# Redundancy - Employer wont pay



## Instyle (13 Oct 2008)

Hello,

My Employer advises I am not entitled to redundancy as I have been "sacked” due to poor sales figures over the last few months.

He has let a few of us go but I am the only one with 2 yrs + service.

Having done a small bit of research online I can’t see why I am not entitled to it. The company however advise they have researched it and because of the circumstance of not hitting targets etc. they are letting us go on this basis.

Does anyone have any experience in this area and know if I am or not due redundancy or know who I can contact to confirm my position?

Many Thanks


----------



## TillyD (13 Oct 2008)

Has your boss ever given you warnings about your 'poor sale figures' ie verbal, written


----------



## Instyle (13 Oct 2008)

Yes verbal warnings


----------



## TillyD (13 Oct 2008)

I far as I know (and I'm sure someone else will inform you better) you have to get a verbal warning and this should be noted, then a written warning and then a final warning were you are told that this is your final warning. This warning should also be in writing.


----------



## shipibo (14 Oct 2008)

Why are you talking about redundancy when you were "sacked" ???

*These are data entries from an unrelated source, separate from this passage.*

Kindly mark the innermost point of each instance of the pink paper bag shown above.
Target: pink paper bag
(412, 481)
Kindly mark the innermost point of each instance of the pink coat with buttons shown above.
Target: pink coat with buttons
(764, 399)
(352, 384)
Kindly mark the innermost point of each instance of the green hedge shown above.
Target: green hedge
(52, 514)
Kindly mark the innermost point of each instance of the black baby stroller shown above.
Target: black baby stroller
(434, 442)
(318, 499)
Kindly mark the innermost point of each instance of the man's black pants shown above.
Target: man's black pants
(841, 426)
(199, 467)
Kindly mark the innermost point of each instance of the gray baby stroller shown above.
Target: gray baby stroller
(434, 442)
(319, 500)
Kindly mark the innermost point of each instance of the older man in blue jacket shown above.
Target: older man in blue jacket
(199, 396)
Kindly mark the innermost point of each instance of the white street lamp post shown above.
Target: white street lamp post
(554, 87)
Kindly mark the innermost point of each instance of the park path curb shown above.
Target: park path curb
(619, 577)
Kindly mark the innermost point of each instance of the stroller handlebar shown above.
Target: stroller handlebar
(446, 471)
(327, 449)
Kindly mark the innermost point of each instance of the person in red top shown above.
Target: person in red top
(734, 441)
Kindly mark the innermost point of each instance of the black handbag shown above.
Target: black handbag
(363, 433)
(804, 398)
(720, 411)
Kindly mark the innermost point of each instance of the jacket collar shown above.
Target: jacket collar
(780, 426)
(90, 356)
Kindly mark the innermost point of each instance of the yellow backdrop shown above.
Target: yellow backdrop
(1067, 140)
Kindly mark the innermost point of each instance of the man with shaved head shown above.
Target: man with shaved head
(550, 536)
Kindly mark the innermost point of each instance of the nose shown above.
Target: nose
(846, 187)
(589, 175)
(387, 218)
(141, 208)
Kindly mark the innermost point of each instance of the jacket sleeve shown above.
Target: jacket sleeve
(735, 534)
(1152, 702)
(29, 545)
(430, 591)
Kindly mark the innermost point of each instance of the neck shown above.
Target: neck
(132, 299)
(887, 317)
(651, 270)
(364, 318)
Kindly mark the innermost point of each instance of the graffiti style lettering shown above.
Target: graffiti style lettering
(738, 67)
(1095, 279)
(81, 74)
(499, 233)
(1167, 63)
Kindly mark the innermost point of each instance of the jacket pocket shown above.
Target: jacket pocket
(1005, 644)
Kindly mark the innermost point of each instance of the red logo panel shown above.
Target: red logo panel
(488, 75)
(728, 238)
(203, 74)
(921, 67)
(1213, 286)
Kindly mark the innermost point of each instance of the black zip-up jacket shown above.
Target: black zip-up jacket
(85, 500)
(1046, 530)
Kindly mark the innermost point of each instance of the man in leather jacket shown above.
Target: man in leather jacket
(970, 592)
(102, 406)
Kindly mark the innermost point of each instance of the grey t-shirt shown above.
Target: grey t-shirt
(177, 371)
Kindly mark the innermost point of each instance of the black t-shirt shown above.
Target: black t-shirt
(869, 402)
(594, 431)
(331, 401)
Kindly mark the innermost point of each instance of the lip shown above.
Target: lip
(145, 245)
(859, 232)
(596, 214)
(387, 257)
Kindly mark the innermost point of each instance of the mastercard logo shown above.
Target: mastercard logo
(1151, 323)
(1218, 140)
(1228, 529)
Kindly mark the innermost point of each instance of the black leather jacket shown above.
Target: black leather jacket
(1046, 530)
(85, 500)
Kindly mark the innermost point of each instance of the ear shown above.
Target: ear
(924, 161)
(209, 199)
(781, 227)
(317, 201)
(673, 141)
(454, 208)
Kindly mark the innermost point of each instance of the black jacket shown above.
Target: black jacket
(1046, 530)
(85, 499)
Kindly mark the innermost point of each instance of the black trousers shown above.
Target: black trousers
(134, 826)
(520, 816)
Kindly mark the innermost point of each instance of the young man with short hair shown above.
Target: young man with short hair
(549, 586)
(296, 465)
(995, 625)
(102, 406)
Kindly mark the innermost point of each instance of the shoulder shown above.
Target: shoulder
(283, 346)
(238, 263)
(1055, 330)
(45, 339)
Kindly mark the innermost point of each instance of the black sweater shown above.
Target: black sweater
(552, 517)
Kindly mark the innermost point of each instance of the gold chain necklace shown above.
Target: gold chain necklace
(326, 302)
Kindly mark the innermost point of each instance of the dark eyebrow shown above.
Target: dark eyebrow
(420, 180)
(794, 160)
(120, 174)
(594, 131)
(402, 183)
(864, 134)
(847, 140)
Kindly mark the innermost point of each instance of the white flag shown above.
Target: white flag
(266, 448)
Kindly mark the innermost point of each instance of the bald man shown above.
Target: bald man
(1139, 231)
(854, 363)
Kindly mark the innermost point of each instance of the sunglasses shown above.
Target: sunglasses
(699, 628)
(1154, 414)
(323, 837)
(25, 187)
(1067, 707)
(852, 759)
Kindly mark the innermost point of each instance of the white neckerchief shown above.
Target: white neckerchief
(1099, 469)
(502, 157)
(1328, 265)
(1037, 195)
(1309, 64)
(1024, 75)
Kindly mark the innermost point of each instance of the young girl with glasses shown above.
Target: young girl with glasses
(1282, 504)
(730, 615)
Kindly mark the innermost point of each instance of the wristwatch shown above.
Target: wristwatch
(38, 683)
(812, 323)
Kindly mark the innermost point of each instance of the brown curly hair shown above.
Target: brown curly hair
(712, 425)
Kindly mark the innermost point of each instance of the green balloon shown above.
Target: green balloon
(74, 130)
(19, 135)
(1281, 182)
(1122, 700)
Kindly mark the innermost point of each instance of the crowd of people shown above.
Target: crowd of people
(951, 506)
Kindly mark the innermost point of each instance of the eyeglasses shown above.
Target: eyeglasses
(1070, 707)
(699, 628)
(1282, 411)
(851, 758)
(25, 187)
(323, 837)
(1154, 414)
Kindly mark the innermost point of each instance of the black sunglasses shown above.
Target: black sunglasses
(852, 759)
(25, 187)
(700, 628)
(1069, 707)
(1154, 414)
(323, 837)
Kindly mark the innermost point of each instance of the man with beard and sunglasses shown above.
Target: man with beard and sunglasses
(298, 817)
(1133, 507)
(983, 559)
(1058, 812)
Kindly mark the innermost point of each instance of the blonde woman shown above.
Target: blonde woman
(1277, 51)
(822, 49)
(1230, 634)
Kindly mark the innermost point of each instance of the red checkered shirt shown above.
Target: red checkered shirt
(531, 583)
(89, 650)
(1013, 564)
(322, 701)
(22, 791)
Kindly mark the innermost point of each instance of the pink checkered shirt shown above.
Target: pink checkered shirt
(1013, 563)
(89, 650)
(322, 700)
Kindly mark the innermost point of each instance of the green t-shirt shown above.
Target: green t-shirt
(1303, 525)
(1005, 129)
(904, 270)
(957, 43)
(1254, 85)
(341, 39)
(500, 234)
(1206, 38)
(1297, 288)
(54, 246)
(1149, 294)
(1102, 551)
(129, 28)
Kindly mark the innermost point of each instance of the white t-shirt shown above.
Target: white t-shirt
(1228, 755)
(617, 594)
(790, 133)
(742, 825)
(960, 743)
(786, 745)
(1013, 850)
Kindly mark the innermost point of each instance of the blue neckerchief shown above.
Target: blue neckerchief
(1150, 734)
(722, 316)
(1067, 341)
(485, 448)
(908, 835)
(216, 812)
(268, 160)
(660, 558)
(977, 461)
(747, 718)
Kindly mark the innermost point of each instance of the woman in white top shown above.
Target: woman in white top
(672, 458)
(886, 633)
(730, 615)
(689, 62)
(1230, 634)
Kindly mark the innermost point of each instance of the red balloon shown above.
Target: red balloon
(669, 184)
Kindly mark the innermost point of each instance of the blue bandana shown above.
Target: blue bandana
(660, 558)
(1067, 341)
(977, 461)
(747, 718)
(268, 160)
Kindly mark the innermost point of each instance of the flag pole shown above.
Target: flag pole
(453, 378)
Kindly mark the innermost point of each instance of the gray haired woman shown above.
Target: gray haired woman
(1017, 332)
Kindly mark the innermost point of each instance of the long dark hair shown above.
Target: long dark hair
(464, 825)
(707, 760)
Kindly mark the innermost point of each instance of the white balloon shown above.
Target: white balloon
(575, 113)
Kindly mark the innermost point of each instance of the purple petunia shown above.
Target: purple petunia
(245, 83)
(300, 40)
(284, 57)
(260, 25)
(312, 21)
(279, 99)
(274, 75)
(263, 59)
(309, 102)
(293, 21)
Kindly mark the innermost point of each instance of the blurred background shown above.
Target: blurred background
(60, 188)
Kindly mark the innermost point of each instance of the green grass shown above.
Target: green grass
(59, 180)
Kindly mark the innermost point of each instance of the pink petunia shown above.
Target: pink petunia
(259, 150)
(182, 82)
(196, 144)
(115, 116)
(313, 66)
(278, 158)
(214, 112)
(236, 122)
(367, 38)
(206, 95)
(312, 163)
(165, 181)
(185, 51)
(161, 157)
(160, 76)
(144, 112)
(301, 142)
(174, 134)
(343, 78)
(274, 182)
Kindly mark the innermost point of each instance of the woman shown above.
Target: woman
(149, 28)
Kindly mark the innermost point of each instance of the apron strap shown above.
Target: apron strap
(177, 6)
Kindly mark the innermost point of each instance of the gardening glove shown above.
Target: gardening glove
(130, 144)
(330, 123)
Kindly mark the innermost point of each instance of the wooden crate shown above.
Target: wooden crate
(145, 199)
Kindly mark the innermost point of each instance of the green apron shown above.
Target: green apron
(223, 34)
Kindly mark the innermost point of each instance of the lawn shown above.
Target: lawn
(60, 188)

Looks like unfair dismissal to me, contact 




[broken link removed]


You were fired due to "poor sales", unless explicit in contract , you have a case.


----------



## Instyle (14 Oct 2008)

Thanks Guys,

I dont have a written contract of employment if that makes any difference.

I'll have  alook at the NERA site now, thanks you


----------



## Purple (14 Oct 2008)

crumdub12 said:


> Why are you talking about redundancy when you were "sacked" ???
> 
> Looks like unfair dismissal to me, contact
> 
> ...



Yep, that's good advice.

Your employer is an idiot, he should have just let you go and paid the redundancy; it's bugger all for two years and he would have avoided all this hassle.


----------



## gillarosa (14 Oct 2008)

Instyle said:


> Thanks Guys,
> 
> I dont have a written contract of employment if that makes any difference.
> 
> I'll have alook at the NERA site now, thanks you


 
That is immaterial as the Statutory rights only apply when it gets to this situation. As a previous poster stated its sounds like Unfair Dismissal by an Employer who is only vaguely aware of Labour legislation.
Best of luck with this I imagine its very stressful.


----------



## Smashbox (14 Oct 2008)

You aren't entitled to Redundancy unless you are made redundant. You are being sacked/fired, and so not being made redundant.

I agree with the previous posts, you could have your case looked into if you feel you were fired in the wrong even with poor sales and warnings.


----------